| The Scientist » |
The genetically modified blood cells will be used for patients with a type of acute lymphoblastic leukemia, when other treatments fail.
By Shawna Williams | August 30, 2017
Each patient’s T-cells will be harvested from the body and genetically programmed to target leukemia cells.
The US Food and Drug Administration (FDA) announced today (August 30) that it has approved the first therapy involving chimeric antigen receptor (CAR) T cells for clinical use. Each dose of Novartis’s drug, Kymriah, will consist of a patient’s own white blood cells, harvested from the body and genetically programmed to seek an antigen on the surface of leukemia cells.

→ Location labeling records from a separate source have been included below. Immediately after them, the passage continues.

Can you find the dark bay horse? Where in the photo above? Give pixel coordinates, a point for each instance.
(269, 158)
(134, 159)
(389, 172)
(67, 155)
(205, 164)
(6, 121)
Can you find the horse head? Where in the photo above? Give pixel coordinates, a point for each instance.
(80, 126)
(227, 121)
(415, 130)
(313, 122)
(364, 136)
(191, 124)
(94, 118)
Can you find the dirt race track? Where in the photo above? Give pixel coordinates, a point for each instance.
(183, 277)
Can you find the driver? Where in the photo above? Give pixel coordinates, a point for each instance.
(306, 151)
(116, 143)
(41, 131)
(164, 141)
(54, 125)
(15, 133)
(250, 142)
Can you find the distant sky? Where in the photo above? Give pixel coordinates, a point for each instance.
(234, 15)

“We’re entering a new frontier in medical innovation with the ability to reprogram a patient’s own cells to attack a deadly cancer,” says FDA Commissioner Scott Gottlieb in a statement. “New technologies such as gene and cell therapies hold out the potential to transform medicine and create an inflection point in our ability to treat and even cure many intractable illnesses.”

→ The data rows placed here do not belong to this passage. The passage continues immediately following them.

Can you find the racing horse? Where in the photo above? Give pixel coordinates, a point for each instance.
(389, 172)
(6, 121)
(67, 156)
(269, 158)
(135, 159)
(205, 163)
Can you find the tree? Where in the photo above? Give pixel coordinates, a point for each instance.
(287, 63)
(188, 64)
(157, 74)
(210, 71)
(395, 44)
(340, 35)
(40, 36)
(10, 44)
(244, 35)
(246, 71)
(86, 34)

Kymriah is approved for patients 25 years old and younger who have B-cell acute lymphoblastic leukemia, and whose disease has relapsed at least twice or is still detectable after other treatment. In a clinical trial, the therapy left 83 percent of such patients cancer-free after three months. STAT notes that only a few hundred patients per year may be eligible for the cell therapy. Priced at $475,000, it will be offered at just 32 sites around the country.
See “The CAR T-Cell Race”
Despite the limited use of Kymriah, the approval ushers in “a new approach to the treatment of cancer and other serious and life-threatening diseases,” FDA says. Business Insider reports that at an FDA meeting last month, oncologist Tim Cripe of Nationwide Children’s Hospital called Kymriah “the most exciting thing I’ve seen in my lifetime.”